Will Berndt, a 72-year-old general contractor, said that he saw smoke plumes as they drifted toward his house on a hill. He was with his cat, Marly, when he said his house was safe, however another house he had been working on "for a long time" for a client had been destroyed.

"I live up on that ridge so our house is not affected right now, but most of our friends and neighbors, the church in Grizzly are gone. I had a big project in Grizzly, I'm a contractor, but the house blew up. It's gone.
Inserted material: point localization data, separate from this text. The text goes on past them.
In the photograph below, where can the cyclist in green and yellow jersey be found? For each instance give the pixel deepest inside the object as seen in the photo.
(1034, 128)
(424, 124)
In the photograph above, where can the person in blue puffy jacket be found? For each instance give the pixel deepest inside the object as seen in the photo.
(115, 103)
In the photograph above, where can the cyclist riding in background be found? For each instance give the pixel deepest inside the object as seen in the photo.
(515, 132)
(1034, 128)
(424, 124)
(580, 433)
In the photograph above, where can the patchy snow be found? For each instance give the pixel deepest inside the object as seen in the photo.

I spent a lot of time on that house, and they haven't paid me yet, so..." 

"That's my life, that's my whole life," he said. 

Berndt said he built the house himself more than 40 years ago, and he was frustrated by that U.S. Forest Service helicopters did not put out the fire while it was still small enough.

"We have talked about it, we've been up here for 43 years and we had talked about, so, what if the mountain burns, what are we gonna do?" said Berndt. "It's like, well, you just grab what you can and get out of here. It's one of those thoughts that, you see it on TV, you see other communities have to deal with it, and you go, 'Well, that sucks.' But you never think that, you know, we're gonna be in the path of a stinking firestorm." he added.

The National Weather Service issued a red flag warning in place across a wide swath of interior Northern California and the Sierra Nevada foothills, in effect from 5 p.m. Tuesday to 8 p.m. Wednesday due to gusts that could reach 35 mph.

Experts predict aggresive fire growth to come, because of the gusty winds, unless there is an inversion produced by the smoke.